Image models do not have deep semantic understanding yet. It is an LLM calling an Image model API. So "English" + "Kings" are treated as separate conceptual things, then you get 5-10% of the results as non-White people as per its training data.

https://postimg.cc/0zR35sC1

Add to this massive amounts of cherry picking on "X", and you get this kind of bullshit culture war outrage.

I really would have expected technical people to be better than this.

It inserts mostly colored people when you ask for Japanese as well, it isn't just the dataset.
Yes it's a combination of blunt instrument system prompting + training data + cherry picking
BigTech, which critically depends on hyper-targeted ads for the lion share of its revenue, is incapable of offering AI model outputs that are plausible given the location / language of the request. The irony.

- request from Ljubljana using Slovenian => white people with high probability

- request from Nairobi using Swahili => black people with high probability

- request from Shenzhen using Mandarin => asian people with high probability

If a specific user is unhappy with the prevailing demographics of the city where they live, give them a few settings to customize their personal output to their heart's content.

> As these systems get better, they'll figure out that "1800s English" should mean "White with > 99.9% probability".

I question the historicity of this figure. Do you have sources?

You're joking surely.
How sure are you? I do joke a lot, but in this case...

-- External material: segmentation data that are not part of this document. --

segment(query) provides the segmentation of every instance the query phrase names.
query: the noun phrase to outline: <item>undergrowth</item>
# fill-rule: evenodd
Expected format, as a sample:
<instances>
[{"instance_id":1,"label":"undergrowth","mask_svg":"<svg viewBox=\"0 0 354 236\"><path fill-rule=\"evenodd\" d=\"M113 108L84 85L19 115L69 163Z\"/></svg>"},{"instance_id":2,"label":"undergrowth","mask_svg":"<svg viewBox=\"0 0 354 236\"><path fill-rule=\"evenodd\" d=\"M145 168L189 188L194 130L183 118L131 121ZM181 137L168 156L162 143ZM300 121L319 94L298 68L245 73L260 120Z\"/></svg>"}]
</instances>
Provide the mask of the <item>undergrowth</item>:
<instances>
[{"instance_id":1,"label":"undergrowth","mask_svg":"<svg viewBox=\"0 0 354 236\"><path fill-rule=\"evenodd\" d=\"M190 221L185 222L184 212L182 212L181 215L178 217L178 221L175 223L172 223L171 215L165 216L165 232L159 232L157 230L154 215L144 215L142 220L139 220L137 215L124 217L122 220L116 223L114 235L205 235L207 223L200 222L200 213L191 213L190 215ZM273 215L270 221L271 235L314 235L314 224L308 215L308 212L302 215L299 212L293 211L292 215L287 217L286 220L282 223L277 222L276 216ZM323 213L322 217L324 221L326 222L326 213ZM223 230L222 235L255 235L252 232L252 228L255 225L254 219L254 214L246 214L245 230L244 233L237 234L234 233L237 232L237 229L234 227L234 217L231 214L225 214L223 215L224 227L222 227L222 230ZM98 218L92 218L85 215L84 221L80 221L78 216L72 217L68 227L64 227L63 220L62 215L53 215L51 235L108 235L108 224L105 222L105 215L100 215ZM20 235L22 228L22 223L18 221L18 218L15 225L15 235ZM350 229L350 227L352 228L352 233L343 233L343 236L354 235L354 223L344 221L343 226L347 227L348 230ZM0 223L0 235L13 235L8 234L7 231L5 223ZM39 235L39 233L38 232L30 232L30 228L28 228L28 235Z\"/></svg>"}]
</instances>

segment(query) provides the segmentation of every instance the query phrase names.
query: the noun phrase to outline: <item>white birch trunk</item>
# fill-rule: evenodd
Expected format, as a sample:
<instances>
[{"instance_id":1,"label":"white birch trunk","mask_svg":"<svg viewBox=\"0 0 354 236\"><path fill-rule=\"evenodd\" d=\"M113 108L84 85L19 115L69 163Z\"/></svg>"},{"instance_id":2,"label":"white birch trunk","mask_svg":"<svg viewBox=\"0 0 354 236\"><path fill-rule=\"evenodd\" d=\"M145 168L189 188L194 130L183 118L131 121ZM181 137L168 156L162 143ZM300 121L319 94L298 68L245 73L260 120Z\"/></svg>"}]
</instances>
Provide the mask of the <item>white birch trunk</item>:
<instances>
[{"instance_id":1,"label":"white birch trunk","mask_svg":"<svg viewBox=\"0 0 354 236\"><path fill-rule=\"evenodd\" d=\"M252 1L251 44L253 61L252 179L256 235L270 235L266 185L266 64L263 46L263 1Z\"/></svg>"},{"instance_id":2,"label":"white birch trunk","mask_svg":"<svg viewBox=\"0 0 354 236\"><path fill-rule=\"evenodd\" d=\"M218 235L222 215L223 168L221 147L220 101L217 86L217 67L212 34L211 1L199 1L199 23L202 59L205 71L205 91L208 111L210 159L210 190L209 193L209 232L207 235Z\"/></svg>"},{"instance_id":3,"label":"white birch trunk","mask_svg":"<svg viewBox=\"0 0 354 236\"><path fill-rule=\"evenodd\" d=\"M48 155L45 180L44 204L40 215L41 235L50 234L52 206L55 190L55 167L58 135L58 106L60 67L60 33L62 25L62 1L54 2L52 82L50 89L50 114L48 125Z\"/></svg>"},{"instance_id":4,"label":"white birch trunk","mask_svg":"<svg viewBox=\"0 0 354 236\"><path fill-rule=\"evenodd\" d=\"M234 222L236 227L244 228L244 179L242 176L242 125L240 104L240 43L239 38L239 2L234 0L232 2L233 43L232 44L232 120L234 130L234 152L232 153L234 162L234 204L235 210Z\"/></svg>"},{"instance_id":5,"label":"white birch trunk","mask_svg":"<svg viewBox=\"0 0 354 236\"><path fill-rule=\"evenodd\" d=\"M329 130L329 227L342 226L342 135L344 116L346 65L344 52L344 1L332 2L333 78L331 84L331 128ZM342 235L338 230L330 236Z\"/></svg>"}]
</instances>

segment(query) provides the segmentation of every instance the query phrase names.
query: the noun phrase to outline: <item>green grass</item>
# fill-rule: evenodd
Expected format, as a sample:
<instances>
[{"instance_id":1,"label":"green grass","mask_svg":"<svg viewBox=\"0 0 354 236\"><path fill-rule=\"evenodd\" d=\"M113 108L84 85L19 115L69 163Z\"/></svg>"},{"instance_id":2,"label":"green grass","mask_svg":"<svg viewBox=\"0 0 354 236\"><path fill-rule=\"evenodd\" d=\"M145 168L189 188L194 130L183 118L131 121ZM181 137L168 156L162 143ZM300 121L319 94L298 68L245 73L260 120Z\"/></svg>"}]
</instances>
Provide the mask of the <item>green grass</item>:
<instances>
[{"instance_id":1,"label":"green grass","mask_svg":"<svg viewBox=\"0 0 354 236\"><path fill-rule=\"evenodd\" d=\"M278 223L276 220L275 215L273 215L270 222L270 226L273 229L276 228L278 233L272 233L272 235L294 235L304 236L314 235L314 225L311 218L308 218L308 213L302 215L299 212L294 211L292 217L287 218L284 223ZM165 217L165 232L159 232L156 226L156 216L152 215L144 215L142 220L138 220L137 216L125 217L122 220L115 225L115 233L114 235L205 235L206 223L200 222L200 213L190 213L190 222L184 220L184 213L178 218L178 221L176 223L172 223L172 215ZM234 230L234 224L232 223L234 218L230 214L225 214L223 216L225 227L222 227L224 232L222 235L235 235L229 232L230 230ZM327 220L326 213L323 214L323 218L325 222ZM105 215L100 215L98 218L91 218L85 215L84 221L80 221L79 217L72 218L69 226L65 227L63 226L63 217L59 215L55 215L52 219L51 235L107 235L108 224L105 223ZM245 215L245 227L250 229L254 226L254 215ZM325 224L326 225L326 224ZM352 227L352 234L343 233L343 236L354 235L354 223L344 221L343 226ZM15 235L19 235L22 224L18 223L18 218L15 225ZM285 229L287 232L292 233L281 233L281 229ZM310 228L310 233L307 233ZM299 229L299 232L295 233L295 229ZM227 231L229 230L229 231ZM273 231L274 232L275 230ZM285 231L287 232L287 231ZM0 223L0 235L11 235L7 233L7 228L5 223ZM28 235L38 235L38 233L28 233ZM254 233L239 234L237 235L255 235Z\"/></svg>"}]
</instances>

The slave trade formally ended in Britain in 1807, and slavery was outlawed in 1833. I haven't been able to find good statistics through a cursory search, but with England's population around 10M in 1800, that 99.9% value requires less than 10k non-white Englanders kicking around in 1800. I saw a figure that indicated around 3% of Londoners were black in the 1600s, for example (a figure that doesn't count people from Asia and the middle east). Hence my request for sources, I'm genuinely curious, and somewhat suspicious that somebody would be so confident to assert 3 significant figures without evidence.

But surely you wouldn't find a black king in Britain in 1800.

I - Whatever was implemented is myopic and equals racism to white. It appears to be an universal negative prompt like "-white -european -man". Very lazy.

II - The tool shouldn't engage in morality reasoning. There are cases like historical themes where it needs to be "racist" to be accurate. If someone asks for "plantation economy in the old south" the natural thing is for it to draw black slaves.